И те, кто вместе с Коршаком нес этот жуткий брезент, отводя глаза или, наоборот, не в силах отвести глаз от своей ноши, и те, кто шел рядом, чтобы сменить уставшего, — очень спешили. Там, в поселке, у них были свои дела и заботы. У него не было там своих забот и своих дел, и он не помнил с мучительной болью и яростью ни детских родных глаз, ни слабых стариковских рук. Он был здесь весь — ему было легче.
— В контору, — хрипло выговорил Петраченков. — В контору. Она каменная.
Потом Петраченков, наверное, что-то вспомнил или догадался о чем-то, неловко, через плечо как-то вывернул голову и почти закричал:
— Всех в контору! Всех детей в контору! Понимаете — всех туда! И сами.
По поселку с ношей уже почти бежали — мелкими шажками, чуть не задевая днищем брезента за дорогу, за неровности обочин…
По всему зданию конторы слышались голоса и топот ног. Вели детей, несли сюда какой-то скарб, в дверях стоял Петраченков — он не считал, он просто вглядывался, словно искал кого-то и не находил. Располагались в зале заседания, расчистив от стульев место — их сгрудили у стены, с той стороны, где не было окон. Люди перекликались, искали друг друга, находили.
— А Кузнецовы? Где Кузнецовы? Васька с Мариной в санатории. Пацан их где и старики?
— Да Настя приведет, — откликнулись из глубины. — Они же суседи.
— Суседи… У Насти своих двое!
— Пошлите со мной кого-нибудь, — сказал Коршак.
— На такие дела не посылают, — тихо проговорил Петраченков.
Коршак думал, что Петраченков сам пойдет за Кузнецовыми. Но он выжидал. И тогда стало ему понятно: Петраченков не имеет права уходить отсюда.
На улице уже выл ветер. Это рванул тот самый тайфун, которого не ждали и с которым бороться нечем. Он поволок по небу над крышами языки огня — это было видно даже из окон конторы. И в зале, пока Петраченков стоял у порога, пытаясь разглядеть в сумерках людей, голоса притихли: кто-то должен идти.
— Соседей надо, соседи-то, здесь же они, здесь. — И голос переходит в полувизг: — Я же сама их тут видела. Сама!
— Петраченков, Петраченков! — позвали из коридора.
Петраченков стоял неподвижно. Коршак разглядел во тьме высокого парня. Тот суетливо застегнул на животе пиджак большими белыми руками, руки его тряслись — видно это было.
— Слу-шай, ты, Петраченко-о-в, ты… — наговаривал парень. — Слушай. Я приведу, приведу, но ты! Ты меня попомнишь, попомнишь ты меня. Я п-пойду, А ты — поп-помнишь…
И на это Петраченков ответил тихо и устало:
— Иди, Степан, Иди. Одни они там… Вот товарищ с тобой пойдет.
Коршак не знал Кузнецовых и потому он не думал о них. Только одни очень важные слова жили в нем и гнали его по освещенной пожаром улице: «Пацаны там, старики Кузнецовых остались».

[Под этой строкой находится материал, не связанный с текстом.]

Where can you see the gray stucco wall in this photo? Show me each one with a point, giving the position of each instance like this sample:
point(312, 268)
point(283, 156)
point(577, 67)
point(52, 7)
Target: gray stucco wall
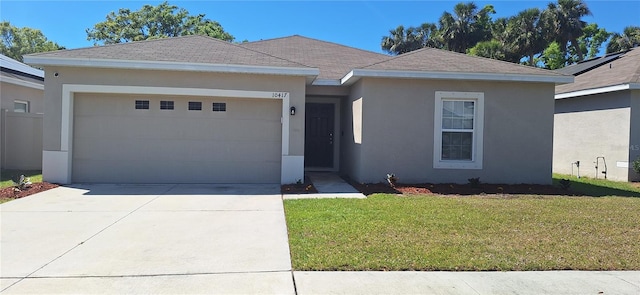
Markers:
point(91, 76)
point(593, 126)
point(634, 146)
point(11, 92)
point(351, 144)
point(398, 131)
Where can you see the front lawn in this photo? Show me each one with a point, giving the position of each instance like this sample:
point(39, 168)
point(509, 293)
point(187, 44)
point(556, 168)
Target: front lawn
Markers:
point(490, 232)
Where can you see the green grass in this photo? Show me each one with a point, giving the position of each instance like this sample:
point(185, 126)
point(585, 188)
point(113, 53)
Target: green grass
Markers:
point(599, 187)
point(388, 232)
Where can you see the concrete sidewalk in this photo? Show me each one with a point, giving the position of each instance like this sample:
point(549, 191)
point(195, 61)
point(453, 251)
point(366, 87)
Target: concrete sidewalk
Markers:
point(208, 239)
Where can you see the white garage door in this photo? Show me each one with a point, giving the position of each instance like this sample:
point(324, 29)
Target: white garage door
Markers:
point(176, 140)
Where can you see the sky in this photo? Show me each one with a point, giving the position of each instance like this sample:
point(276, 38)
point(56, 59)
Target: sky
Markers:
point(360, 24)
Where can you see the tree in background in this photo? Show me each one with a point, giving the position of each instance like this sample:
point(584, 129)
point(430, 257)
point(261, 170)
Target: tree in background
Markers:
point(17, 42)
point(589, 43)
point(629, 38)
point(466, 27)
point(564, 25)
point(153, 22)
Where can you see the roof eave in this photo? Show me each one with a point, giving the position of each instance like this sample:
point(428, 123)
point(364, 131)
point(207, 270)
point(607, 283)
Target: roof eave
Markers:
point(355, 74)
point(20, 82)
point(310, 73)
point(599, 90)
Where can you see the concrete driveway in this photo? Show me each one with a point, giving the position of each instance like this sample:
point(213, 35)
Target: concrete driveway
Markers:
point(146, 239)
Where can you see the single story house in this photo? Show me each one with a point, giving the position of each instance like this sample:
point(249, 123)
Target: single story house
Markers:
point(199, 110)
point(597, 118)
point(21, 107)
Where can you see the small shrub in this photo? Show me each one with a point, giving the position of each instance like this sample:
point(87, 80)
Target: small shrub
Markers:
point(565, 184)
point(392, 179)
point(23, 183)
point(636, 165)
point(474, 182)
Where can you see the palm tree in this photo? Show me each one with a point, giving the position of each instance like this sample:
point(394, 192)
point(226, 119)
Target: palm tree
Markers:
point(468, 27)
point(401, 41)
point(630, 38)
point(563, 23)
point(525, 34)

Парень впереди горбился, отворачивая лицо от пламени, и бежал, всхлипывая… Коршак не представлял себе лиц тех людей, которых бежал спасать. Он видел только Настю, ему казалось, что вот-вот из зарева пока еще, а не из огня возникнет ее красная кофточка.
На одно только мгновение ему почудилось, что все это — сон, что он летит в машине Игнатова и заснул, и сейчас проснется: будет опять внизу дым, а впереди и выше — зеленое, невыносимо зеленое небо.
Там, впереди, куда они бежали, что-то загорелось, и ветер подхватил пламя — оно полилось ровным потоком через дорогу и уперлось сначала в изгородь, а потом взвилось над нею, над штабелем заготовленных на зиму дров, и из сумрака, словно вырезанный из светло-желтой фольги, возник дом. Его окна слепо сверкнули, посветились мгновение-другое, померкли — лопнули стекла. А пламя, как живое, ушло дальше. И второй дровяной штабель позади дома всосал огонь, и огонь поселился там, сверкая через неплотно прилегающие друг к другу поленья. Потом пробило поленницу насквозь огненными струями, как будто это вода, встретившая преграду на пути.